En droit pénal, il est possible de témoigner sans que l'identité du témoin n'apparaisse dans le dossier de la procédure, laquelle doit porter sur un crime ou un délit puni d'au moins trois ans d'emprisonnement en application de l'article 706-58 du Code de procédure pénale (N° Lexbase : L4518AZD).

Sur le plan communautaire, enfin, la Directive 2016/943 du 8 juin 2016, sur la protection des savoir-faire et des informations commerciales non divulgués (secrets d'affaires), contre l'obtention, l'utilisation et la divulgation illicite (N° Lexbase : L6171K83), autorise, à titre dérogatoire, la divulgation du secret d'affaires, obtenu de manière licite, si sa divulgation est requise ou autorisée par le droit de l'Union ou le droit national, "pour révéler une faute professionnelle, une autre faute ou une activité illégale, à condition que le défendeur ait agi dans le but de protéger l'intérêt public général" (art. 5 b)). Cette Directive est en cours de transposition en France.

  • Annulation de la décision d'interdiction de la fusion UPS/TNT pour violation du principe du contradictoire (TPIUE, 7 mars 2017, aff. T-194/13 N° Lexbase : A9128TSU)
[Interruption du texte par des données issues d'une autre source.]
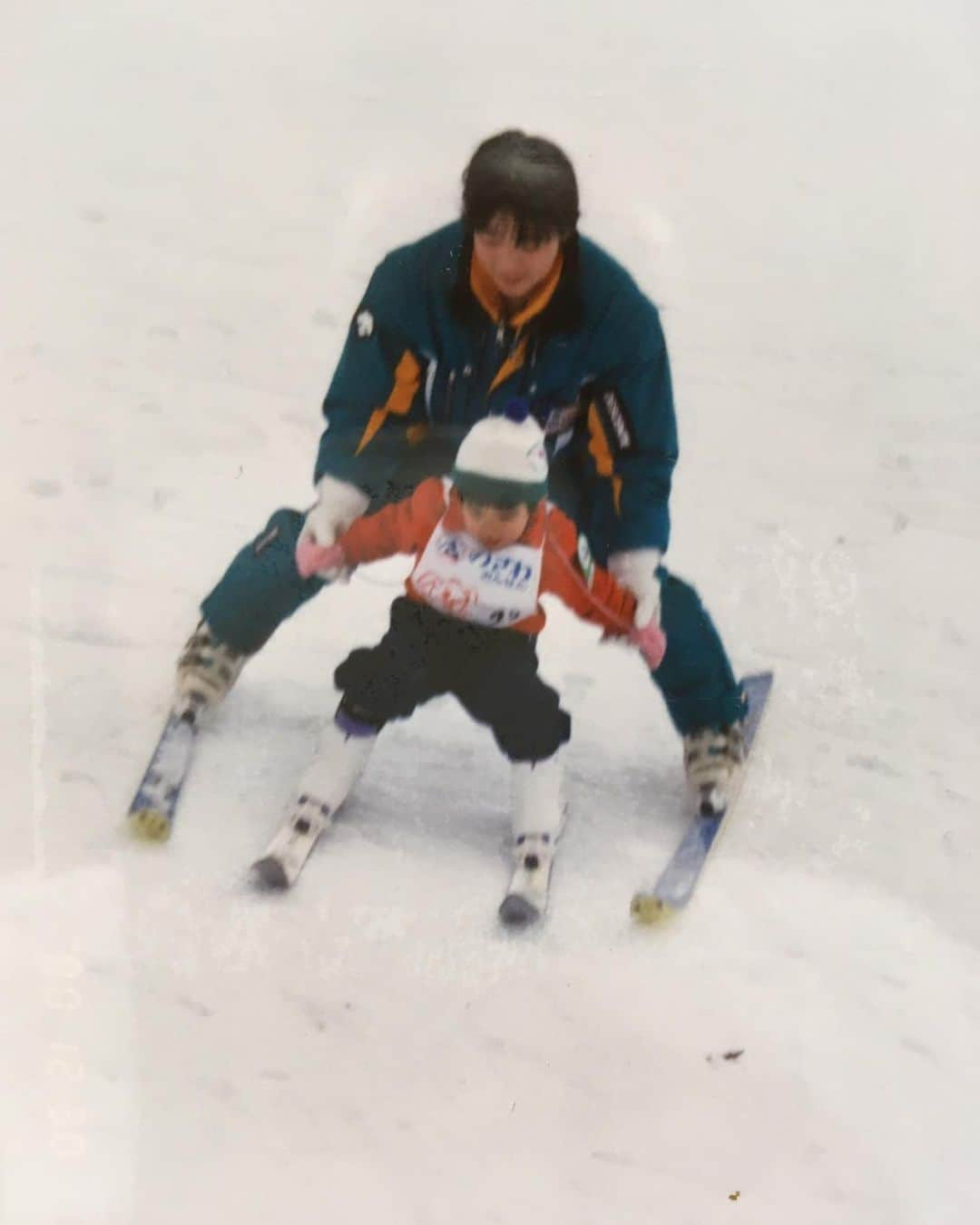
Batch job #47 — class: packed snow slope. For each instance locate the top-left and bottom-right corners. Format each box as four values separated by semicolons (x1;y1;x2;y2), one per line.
0;0;980;1225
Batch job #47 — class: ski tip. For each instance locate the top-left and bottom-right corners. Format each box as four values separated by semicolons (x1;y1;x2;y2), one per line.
252;855;289;889
497;893;542;927
129;808;172;841
630;893;674;927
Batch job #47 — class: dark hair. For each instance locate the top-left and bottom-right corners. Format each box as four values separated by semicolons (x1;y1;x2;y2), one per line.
463;129;578;242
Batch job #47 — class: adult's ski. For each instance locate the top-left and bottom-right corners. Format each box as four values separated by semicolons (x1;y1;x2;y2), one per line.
630;672;773;924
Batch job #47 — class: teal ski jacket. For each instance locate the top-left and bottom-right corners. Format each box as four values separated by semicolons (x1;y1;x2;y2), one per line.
315;221;678;561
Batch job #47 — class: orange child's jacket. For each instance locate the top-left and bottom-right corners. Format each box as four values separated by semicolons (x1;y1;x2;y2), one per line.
337;476;636;634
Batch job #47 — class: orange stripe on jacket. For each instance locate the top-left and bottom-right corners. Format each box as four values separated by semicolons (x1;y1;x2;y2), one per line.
587;405;622;514
338;476;636;634
354;349;421;456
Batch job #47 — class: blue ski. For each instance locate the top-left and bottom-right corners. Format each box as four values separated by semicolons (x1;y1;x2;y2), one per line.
630;672;773;924
129;710;197;841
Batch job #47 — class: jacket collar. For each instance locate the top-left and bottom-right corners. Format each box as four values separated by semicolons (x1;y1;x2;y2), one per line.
469;251;564;332
449;234;584;336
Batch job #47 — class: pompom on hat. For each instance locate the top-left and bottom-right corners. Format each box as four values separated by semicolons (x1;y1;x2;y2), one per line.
452;399;547;506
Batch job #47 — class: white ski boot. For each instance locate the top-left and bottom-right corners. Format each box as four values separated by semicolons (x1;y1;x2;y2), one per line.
174;621;249;720
252;710;377;889
498;753;564;926
683;723;745;817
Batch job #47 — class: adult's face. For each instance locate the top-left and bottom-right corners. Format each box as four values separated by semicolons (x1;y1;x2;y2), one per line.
473;213;561;304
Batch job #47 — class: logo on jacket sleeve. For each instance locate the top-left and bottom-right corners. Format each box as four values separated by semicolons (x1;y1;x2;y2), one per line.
595;388;637;456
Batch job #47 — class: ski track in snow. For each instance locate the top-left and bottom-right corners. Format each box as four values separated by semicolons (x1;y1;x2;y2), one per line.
0;0;980;1225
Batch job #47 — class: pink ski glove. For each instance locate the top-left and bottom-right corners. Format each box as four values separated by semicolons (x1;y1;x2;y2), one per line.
297;535;347;578
630;621;666;672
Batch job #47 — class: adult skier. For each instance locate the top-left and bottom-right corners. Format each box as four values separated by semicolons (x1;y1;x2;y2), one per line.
176;130;745;808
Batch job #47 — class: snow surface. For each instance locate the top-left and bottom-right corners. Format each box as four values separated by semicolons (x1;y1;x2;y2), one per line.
0;0;980;1225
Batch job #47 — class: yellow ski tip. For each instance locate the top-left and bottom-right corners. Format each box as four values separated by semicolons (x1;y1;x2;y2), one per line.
130;808;171;841
630;893;674;927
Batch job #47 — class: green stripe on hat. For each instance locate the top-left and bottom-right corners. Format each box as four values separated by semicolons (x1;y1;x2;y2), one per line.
451;468;547;506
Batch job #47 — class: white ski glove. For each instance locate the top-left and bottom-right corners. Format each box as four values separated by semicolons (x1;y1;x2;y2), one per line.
606;549;662;630
297;475;371;582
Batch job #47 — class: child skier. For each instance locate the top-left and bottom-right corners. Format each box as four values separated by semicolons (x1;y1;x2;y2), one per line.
256;405;666;923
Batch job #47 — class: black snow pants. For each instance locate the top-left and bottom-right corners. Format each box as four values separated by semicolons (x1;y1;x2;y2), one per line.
333;596;572;762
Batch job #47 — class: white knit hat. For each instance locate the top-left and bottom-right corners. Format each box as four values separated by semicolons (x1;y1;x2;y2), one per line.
452;406;547;506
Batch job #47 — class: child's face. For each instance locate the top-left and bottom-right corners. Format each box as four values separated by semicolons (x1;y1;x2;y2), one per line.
463;503;531;553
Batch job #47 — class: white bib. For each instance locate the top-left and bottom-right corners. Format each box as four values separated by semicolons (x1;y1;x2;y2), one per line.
412;515;543;629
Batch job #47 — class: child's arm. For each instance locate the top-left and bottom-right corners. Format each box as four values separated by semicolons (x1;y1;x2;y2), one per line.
542;508;666;670
297;476;446;578
542;507;636;636
337;476;446;566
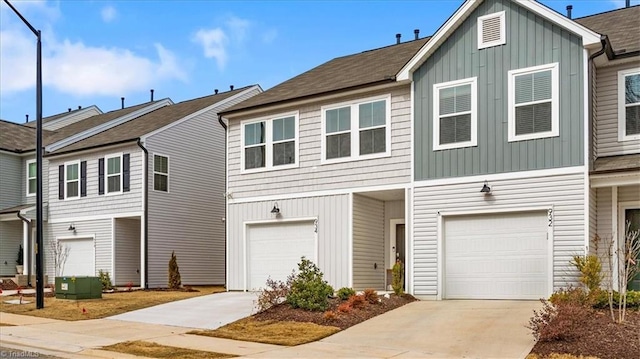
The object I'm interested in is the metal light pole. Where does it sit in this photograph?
[4,0,44,309]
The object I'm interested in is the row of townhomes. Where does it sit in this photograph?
[0,0,640,299]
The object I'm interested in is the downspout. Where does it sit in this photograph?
[17,212,32,287]
[218,115,229,291]
[136,137,149,289]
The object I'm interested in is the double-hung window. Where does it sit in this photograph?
[27,160,37,196]
[508,63,560,142]
[433,77,478,150]
[618,69,640,141]
[241,113,298,172]
[65,162,80,198]
[105,155,122,193]
[321,96,391,163]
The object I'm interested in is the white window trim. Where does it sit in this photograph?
[320,94,391,164]
[433,77,478,151]
[104,152,123,196]
[64,161,82,200]
[477,11,507,50]
[240,111,300,174]
[25,159,38,197]
[507,62,560,142]
[618,68,640,142]
[152,153,171,193]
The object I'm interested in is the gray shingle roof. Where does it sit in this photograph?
[51,86,251,155]
[223,38,428,114]
[574,6,640,52]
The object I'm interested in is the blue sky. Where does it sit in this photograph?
[0,0,640,122]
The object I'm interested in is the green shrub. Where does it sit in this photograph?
[287,257,333,311]
[336,287,356,300]
[169,251,182,289]
[98,269,113,290]
[571,254,602,291]
[391,260,404,295]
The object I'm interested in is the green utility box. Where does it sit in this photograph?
[56,277,102,300]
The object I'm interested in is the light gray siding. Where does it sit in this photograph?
[413,0,586,180]
[44,218,113,283]
[595,62,640,157]
[111,218,142,286]
[0,152,24,209]
[227,195,351,290]
[353,194,385,290]
[413,172,588,296]
[145,109,225,287]
[228,85,411,198]
[0,220,26,276]
[48,144,143,220]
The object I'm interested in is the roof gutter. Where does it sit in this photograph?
[136,138,149,289]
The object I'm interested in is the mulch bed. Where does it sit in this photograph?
[253,294,417,329]
[531,309,640,359]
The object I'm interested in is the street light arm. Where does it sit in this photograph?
[4,0,40,37]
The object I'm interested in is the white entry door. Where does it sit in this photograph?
[443,212,550,299]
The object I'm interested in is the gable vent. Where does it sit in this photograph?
[478,11,506,49]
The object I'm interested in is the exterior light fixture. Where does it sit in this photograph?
[480,181,491,194]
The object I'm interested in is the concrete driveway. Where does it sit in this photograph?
[249,300,541,358]
[107,292,258,329]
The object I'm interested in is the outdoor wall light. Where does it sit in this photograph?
[480,181,491,194]
[271,202,280,216]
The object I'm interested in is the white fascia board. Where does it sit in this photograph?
[140,85,262,142]
[45,98,173,152]
[396,0,600,81]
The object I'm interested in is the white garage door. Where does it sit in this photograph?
[443,212,549,299]
[247,221,317,290]
[60,238,96,276]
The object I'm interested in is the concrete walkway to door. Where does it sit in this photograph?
[248,300,541,358]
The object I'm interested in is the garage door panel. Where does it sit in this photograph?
[247,221,316,290]
[444,212,548,299]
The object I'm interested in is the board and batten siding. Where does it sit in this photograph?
[228,85,411,198]
[228,194,351,290]
[0,222,26,276]
[412,171,588,296]
[111,218,142,286]
[595,62,640,157]
[44,218,113,283]
[145,109,225,287]
[48,144,143,220]
[353,194,385,290]
[413,0,586,180]
[0,152,25,209]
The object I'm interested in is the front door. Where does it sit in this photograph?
[624,208,640,290]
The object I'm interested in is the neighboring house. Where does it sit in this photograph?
[223,0,640,299]
[45,85,262,287]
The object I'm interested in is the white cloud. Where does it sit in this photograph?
[192,28,228,69]
[100,5,118,23]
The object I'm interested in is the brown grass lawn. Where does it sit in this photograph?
[187,317,340,346]
[0,287,225,320]
[101,340,234,359]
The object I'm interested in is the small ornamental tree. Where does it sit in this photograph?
[169,251,182,289]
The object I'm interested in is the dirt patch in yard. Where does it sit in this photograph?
[253,294,417,329]
[531,309,640,359]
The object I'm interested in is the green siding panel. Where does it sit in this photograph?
[413,0,585,180]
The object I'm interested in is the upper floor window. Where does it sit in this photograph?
[322,96,391,163]
[241,113,298,171]
[478,11,507,49]
[105,155,122,193]
[508,62,560,142]
[433,77,478,150]
[618,69,640,141]
[153,155,169,192]
[27,160,37,196]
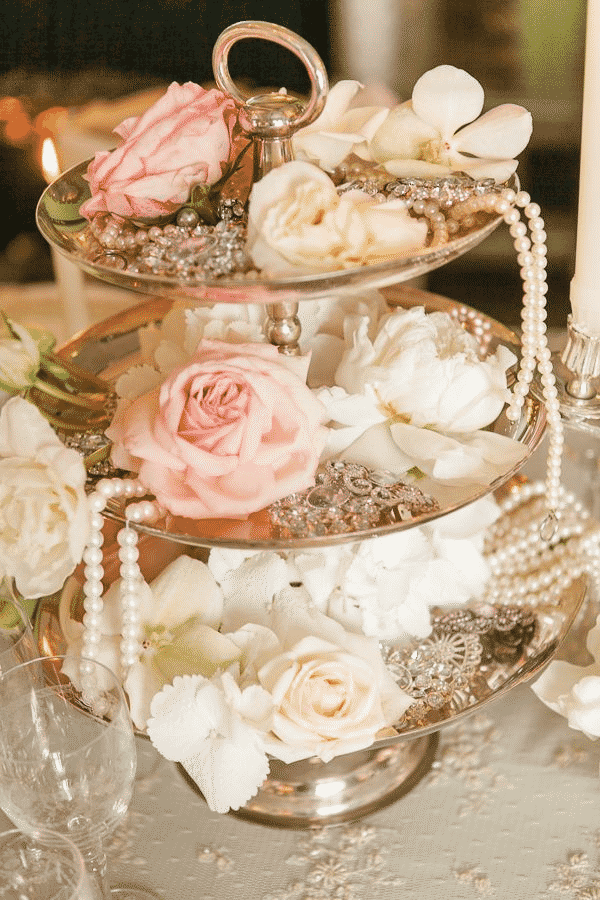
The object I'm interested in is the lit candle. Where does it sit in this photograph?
[42,137,90,335]
[571,0,600,335]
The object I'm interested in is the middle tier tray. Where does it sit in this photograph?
[55,286,545,550]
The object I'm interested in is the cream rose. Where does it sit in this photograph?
[258,636,412,762]
[248,160,427,275]
[0,397,88,598]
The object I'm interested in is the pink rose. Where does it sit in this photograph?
[107,340,324,519]
[81,81,241,219]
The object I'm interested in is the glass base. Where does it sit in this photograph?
[179,732,438,828]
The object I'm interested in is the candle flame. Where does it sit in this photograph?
[41,137,60,184]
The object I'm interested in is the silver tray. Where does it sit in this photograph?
[36,161,510,304]
[60,286,545,550]
[34,577,587,828]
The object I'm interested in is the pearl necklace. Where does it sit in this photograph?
[483,482,600,606]
[436,188,564,538]
[81,478,162,680]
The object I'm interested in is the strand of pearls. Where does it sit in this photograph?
[81,478,160,687]
[450,188,564,539]
[117,500,159,677]
[483,482,600,606]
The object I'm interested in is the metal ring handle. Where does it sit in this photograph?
[213,21,329,130]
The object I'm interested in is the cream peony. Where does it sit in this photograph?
[336,306,517,433]
[248,160,427,275]
[317,307,526,484]
[0,397,89,598]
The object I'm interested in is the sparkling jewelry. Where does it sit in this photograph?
[382,605,536,730]
[268,461,439,538]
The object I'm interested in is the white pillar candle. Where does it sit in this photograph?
[571,0,600,335]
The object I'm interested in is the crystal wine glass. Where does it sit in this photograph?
[0,579,38,673]
[0,656,156,900]
[0,829,94,900]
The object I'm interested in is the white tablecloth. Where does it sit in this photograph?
[0,687,600,900]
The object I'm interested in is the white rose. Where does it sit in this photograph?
[258,637,412,762]
[0,322,40,392]
[0,397,89,598]
[336,307,516,434]
[248,160,427,275]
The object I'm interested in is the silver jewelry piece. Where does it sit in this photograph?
[268,461,439,538]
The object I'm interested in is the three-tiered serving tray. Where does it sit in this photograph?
[36,22,585,827]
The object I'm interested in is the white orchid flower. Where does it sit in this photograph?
[148,672,273,813]
[61,556,241,728]
[292,81,389,172]
[369,66,533,182]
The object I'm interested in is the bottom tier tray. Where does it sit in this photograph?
[34,577,587,828]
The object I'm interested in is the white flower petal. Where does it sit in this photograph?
[532,660,600,740]
[384,159,452,178]
[390,422,527,484]
[150,555,223,627]
[452,103,533,160]
[369,100,439,163]
[147,675,218,762]
[123,659,164,731]
[183,722,269,813]
[412,66,484,141]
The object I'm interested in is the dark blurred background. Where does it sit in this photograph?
[0,0,585,325]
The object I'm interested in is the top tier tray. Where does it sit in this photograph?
[37,162,508,304]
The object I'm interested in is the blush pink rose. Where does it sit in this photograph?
[81,81,242,219]
[107,340,325,519]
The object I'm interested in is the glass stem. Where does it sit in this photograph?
[81,844,112,900]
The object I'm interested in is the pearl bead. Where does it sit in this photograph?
[117,526,138,547]
[88,493,106,513]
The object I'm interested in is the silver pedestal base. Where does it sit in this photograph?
[180,732,438,828]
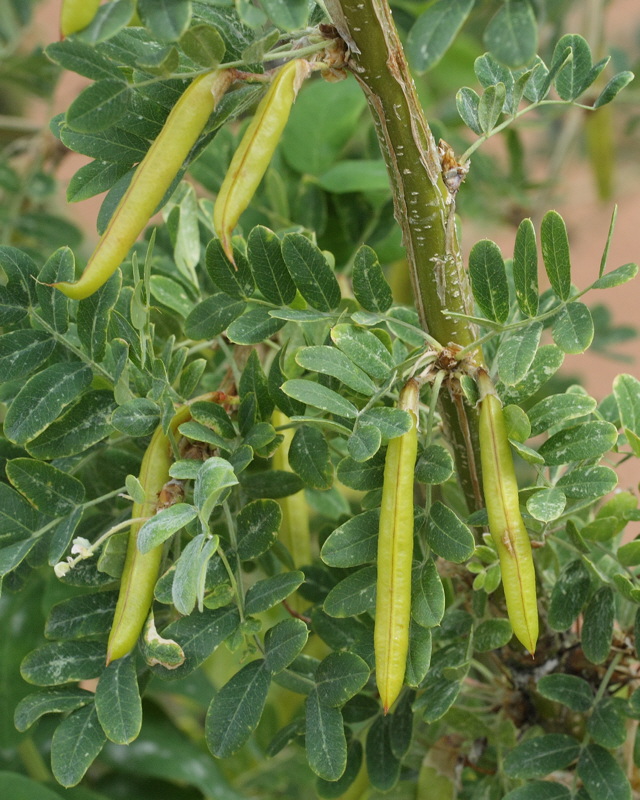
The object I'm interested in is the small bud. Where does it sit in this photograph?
[53,561,71,578]
[71,536,93,558]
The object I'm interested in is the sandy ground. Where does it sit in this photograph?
[23,0,640,488]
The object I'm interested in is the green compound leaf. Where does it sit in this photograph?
[227,308,285,345]
[20,641,106,686]
[496,322,542,386]
[205,659,271,758]
[4,361,93,444]
[353,245,393,313]
[478,83,507,133]
[184,292,247,339]
[315,652,371,708]
[365,716,401,792]
[65,78,133,133]
[404,622,432,687]
[552,33,592,100]
[137,0,191,42]
[483,0,538,68]
[407,0,473,75]
[527,393,597,436]
[593,70,635,108]
[263,0,309,31]
[305,689,347,781]
[153,605,240,680]
[247,225,296,306]
[416,444,454,484]
[14,688,94,732]
[0,330,55,381]
[540,211,571,300]
[549,558,591,631]
[411,558,445,628]
[282,378,358,419]
[538,420,618,465]
[537,674,593,713]
[96,654,142,744]
[44,592,118,640]
[236,499,282,561]
[360,407,413,444]
[473,619,513,653]
[513,219,538,317]
[582,586,615,664]
[527,487,567,522]
[27,389,116,458]
[504,733,580,780]
[323,566,377,618]
[504,781,571,800]
[587,697,627,750]
[456,86,482,136]
[469,239,509,323]
[427,500,475,564]
[316,736,364,800]
[577,744,631,800]
[76,270,122,361]
[171,533,218,616]
[289,425,333,490]
[180,23,225,67]
[347,423,382,463]
[336,451,385,492]
[111,397,160,436]
[282,233,340,311]
[551,303,595,353]
[296,345,377,397]
[51,704,107,787]
[613,374,640,434]
[331,323,394,381]
[320,508,380,569]
[244,570,304,616]
[5,458,85,517]
[137,503,198,553]
[591,264,638,289]
[264,620,309,675]
[75,0,135,44]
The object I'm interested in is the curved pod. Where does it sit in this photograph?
[479,390,538,654]
[107,406,191,664]
[213,59,311,263]
[373,379,419,714]
[54,70,234,300]
[60,0,100,36]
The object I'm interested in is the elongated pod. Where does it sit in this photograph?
[373,379,419,714]
[107,406,191,664]
[55,70,234,300]
[213,59,310,262]
[479,374,538,654]
[60,0,100,36]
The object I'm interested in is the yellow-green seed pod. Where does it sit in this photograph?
[213,59,311,262]
[60,0,100,36]
[479,378,538,654]
[373,379,420,714]
[54,70,233,300]
[107,406,191,664]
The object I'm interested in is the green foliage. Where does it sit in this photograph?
[0,0,640,800]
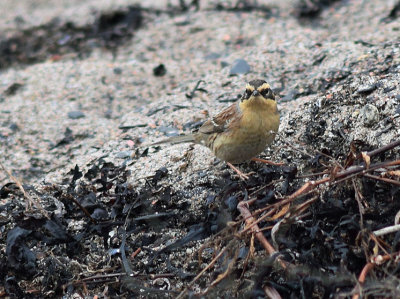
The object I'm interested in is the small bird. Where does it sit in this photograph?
[152,79,279,179]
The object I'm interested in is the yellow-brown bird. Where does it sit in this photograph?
[152,80,279,178]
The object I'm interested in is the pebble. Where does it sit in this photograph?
[153,63,167,77]
[229,59,251,76]
[157,126,179,137]
[357,83,377,94]
[68,110,85,119]
[115,151,132,159]
[359,104,379,127]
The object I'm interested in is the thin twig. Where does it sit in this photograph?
[176,246,228,299]
[237,201,287,269]
[0,162,50,220]
[373,224,400,237]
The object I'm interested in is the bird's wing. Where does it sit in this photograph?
[198,103,242,134]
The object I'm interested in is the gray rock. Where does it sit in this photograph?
[229,59,251,76]
[359,104,379,127]
[68,110,85,119]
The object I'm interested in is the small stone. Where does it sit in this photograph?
[157,126,179,137]
[113,67,122,75]
[357,83,378,94]
[68,110,85,119]
[153,63,167,77]
[204,52,221,60]
[229,59,250,76]
[221,61,229,68]
[359,104,379,127]
[115,151,132,159]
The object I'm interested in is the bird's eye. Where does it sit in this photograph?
[244,89,252,99]
[261,88,275,100]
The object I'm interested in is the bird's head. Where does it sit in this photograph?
[240,79,276,110]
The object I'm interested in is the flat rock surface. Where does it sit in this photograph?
[0,0,400,298]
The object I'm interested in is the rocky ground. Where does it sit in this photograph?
[0,0,400,298]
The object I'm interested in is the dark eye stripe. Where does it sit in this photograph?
[260,88,275,99]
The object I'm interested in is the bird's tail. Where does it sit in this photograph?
[151,134,194,145]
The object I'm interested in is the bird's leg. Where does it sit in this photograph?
[226,162,249,180]
[251,158,285,166]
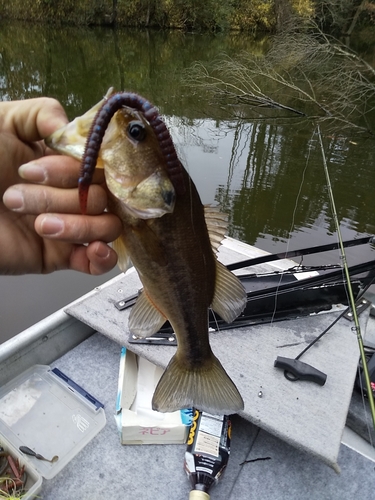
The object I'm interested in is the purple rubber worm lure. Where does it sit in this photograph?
[78,92,185,214]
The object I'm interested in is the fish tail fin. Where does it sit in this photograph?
[152,353,244,415]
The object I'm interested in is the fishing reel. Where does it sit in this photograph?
[355,349,375,398]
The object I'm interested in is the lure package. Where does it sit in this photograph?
[184,410,231,500]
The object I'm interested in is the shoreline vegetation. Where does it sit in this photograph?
[0,0,375,34]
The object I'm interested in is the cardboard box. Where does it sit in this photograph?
[116,347,192,444]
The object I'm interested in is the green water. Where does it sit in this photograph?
[0,22,375,338]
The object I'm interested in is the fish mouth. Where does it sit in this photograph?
[105,170,176,219]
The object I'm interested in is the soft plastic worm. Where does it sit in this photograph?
[78,92,185,213]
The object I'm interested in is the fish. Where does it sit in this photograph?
[45,88,246,414]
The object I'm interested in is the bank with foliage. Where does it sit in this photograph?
[0,0,375,31]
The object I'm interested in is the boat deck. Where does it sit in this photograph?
[40,333,374,500]
[0,239,375,500]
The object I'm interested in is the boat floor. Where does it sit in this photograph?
[0,240,375,500]
[39,333,374,500]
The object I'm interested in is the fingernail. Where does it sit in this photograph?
[95,245,111,259]
[3,187,24,210]
[18,162,47,182]
[41,215,64,236]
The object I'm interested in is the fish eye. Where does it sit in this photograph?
[127,121,146,142]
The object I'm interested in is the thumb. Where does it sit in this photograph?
[1,97,68,142]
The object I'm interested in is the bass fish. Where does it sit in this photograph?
[46,89,246,414]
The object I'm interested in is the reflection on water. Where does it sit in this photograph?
[0,23,375,340]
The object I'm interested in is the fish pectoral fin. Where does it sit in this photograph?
[152,353,244,415]
[211,261,247,323]
[129,290,167,337]
[112,236,132,273]
[204,205,228,253]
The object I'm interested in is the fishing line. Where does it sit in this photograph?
[271,129,314,325]
[317,125,375,429]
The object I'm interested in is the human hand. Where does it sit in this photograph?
[0,97,121,274]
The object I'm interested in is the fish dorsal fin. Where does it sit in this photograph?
[112,236,132,273]
[211,261,246,323]
[204,205,228,253]
[129,290,167,337]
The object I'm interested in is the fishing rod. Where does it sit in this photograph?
[317,125,375,429]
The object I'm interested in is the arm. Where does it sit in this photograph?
[0,98,121,274]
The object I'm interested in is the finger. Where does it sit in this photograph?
[34,213,122,243]
[18,155,104,188]
[3,184,107,215]
[4,97,68,142]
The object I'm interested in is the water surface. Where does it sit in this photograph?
[0,22,375,341]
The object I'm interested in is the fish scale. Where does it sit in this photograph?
[46,90,246,414]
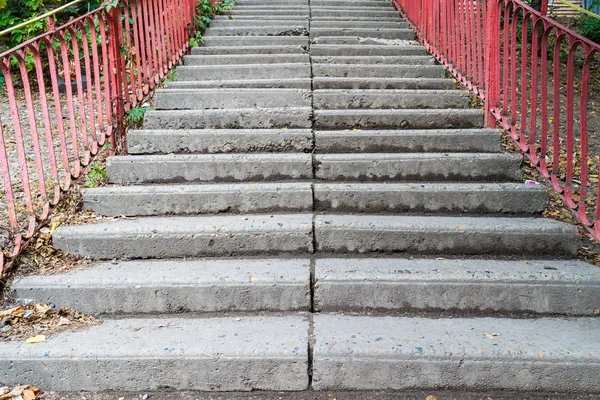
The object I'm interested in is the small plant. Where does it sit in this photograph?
[85,163,106,187]
[125,107,148,127]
Par arrêt du 7 mars 2017, le Tribunal de l'Union européenne a annulé la décision du 30 janvier 2013 de la Commission européenne (Décision C(2013) 431 de la Commission, du 30 janvier 2013, déclarant une concentration incompatible avec le marché intérieur et l'accord EEE - affaire COMP/M.6570), laquelle avait interdit la fusion entre la société américaine United Parcel Service ("UPS") et la société néerlandaise TNT Express ("TNT") opérant à l'échelle mondiale dans le secteur des services spécialisés de transport et de logistique sur le fondement du Règlement n° 139/2004 du Conseil, du 20 janvier 2004, relatif au contrôle des concentrations entre entreprises (N° Lexbase : L6036DNU), tel que mis en oeuvre par le Règlement n° 802/2004 de la Commission, du 7 avril 2004 (N° Lexbase : L1967DYI). Selon cette décision, une telle opération de concentration aurait restreint la concurrence dans quinze Etats membres de l'Union européenne sur les marchés des services internationaux de distribution express de petits colis, aux termes desquels le prestataire s'engage à distribuer les petits colis dans un autre pays en un jour. Dans ces pays, le rachat aurait réduit à trois, voire seulement deux (la société américaine FedEx et la société allemande DHL), le nombre d'acteurs importants sur ce marché. La concentration aurait donc, selon la Commission, probablement été préjudiciable aux clients en entraînant des hausses de prix. L'analyse économétrique de la Commission européenne reposait essentiellement sur deux variables de concentration différentes : (i) une variable de concentration discrétisée au stade de l'estimation des effets de la perte d'un concurrent sur les prix, (ii) et une variable continue au stade de la prévision des effets de la concentration sur les prix. Les parties ont, de leur côté, produit plusieurs études économiques, suggérant que les effets négatifs de l'opération de concentration seraient contrebalancés par les économies de coûts qui en résulteraient.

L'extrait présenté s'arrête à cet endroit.